I started to wonder if there was some miscalculation in the library, and with nothing else I could think to try, it was at this point that I decided to dive into the source code for libmodbus. My first step was to add some debugging output at various points along the way as it grabs the response byte by byte. Here you can see the entire output of my test run, requesting 16 registers starting at address 1:
[00][01][00][00][00][06][FF][03][00][01][00][10]
Waiting for a confirmation...
_modbus_receive_msg(DEBUG): Length to read: [8]
_modbus_receive_msg(DEBUG): recv(msg_length: [0] length_to_read: [8]) retval: [8]
<00><01><00><00><00><23><FF><03>_modbus_receive_msg(DEBUG): Length to read: [1]
_modbus_receive_msg(DEBUG): recv(msg_length: [8] length_to_read: [1]) retval: [1]
<10>_modbus_receive_msg(DEBUG): Length to read: [16]
_modbus_receive_msg(DEBUG): recv(msg_length: [9] length_to_read: [16]) retval: [16]
<00><00><00><00><00><0F><00><00><00><00><00><00><00><0A><00><00>
check_confirmation(DEBUG): rsp_length_computed: [41]
Message length not corresponding to the computed length (25 != 41)
Bytes flushed (16)
It reads the first 8 bytes to figure out what this message is about.
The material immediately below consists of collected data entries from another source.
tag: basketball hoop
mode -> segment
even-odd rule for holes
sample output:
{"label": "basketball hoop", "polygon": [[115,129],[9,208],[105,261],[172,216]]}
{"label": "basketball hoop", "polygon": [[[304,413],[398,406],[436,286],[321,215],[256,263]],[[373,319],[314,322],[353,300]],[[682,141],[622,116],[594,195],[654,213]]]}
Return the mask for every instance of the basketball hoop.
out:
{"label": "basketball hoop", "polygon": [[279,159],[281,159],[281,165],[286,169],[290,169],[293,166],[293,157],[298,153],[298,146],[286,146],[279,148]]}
It then asks for one byte to determine the number of registers that are following, and we get <10>, which of course is 16 in decimal. But look at the next line: It asks for 16 more bytes, not 32 as it should. Keep in mind that these holding registers are 16 bits wide each. Therefore, either the library has interpreted 16 to mean 16 8 bit blocks (which I’d suspect would be incorrect) or the modbus simulator I am using is incorrectly reporting words when it should be reporting bytes and “confusing” the library into thinking only 16 more bytes are coming when it has already computed that there should be 32 here. Instead of flipping a coin, I decided to turn to the MODBUS specification to find out what this value *should* be, and if there are circumstances that would provide that either could be correct given special circumstances.
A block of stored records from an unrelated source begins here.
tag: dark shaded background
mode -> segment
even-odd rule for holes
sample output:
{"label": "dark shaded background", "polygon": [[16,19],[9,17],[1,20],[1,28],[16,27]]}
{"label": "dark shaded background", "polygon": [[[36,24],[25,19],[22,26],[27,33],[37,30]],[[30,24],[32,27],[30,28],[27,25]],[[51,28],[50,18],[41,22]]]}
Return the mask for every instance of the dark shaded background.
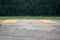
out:
{"label": "dark shaded background", "polygon": [[60,16],[60,0],[0,0],[0,16]]}

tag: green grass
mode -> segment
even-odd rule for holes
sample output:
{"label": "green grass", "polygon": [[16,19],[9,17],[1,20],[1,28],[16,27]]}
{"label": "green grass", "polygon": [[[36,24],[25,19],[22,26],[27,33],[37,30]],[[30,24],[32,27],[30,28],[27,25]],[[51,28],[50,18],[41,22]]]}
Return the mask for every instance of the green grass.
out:
{"label": "green grass", "polygon": [[0,28],[2,27],[2,24],[0,24]]}
{"label": "green grass", "polygon": [[0,19],[58,19],[60,20],[59,16],[0,16]]}

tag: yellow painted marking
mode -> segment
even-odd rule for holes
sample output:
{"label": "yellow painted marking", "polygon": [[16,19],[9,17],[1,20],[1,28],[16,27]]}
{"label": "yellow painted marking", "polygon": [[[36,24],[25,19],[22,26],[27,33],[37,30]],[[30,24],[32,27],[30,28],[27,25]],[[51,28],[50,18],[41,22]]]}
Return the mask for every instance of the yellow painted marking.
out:
{"label": "yellow painted marking", "polygon": [[2,23],[16,23],[17,20],[5,20]]}
{"label": "yellow painted marking", "polygon": [[[18,20],[5,20],[2,23],[16,23]],[[19,22],[44,22],[44,23],[57,23],[53,20],[19,20]]]}
{"label": "yellow painted marking", "polygon": [[40,21],[44,23],[57,23],[56,21],[53,20],[40,20]]}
There you have it, libmodbus is correct – this field represents the number of 8-bit bytes that should follow in the response. Therefore, it appears that my simulator is to blame here. Looking now towards MOD_RSSIM, the MODBUS simulator I was using, I had version 6.7. It turns out there are a lot of newer versions since then, and the tool is still actively developed. I will download and try the new version tomorrow and see what my results are then.
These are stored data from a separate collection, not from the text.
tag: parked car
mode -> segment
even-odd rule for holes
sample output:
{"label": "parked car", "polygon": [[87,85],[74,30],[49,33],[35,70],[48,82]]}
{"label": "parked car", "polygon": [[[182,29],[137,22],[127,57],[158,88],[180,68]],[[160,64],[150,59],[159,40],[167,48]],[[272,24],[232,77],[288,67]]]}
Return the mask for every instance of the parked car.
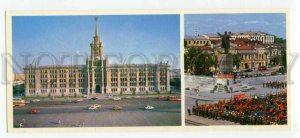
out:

It is now the morning, and with MOD_RSSIM version 8.20 in the stead of 6.7, I re-ran all of my tests again and guess what? Everything works! What a rabbit hole to have fallen into, but such is the nature of software development, problem solving, and discovery! Now to finish the Venturii Buscom Modbus plugin and move onto bigger and brighter things!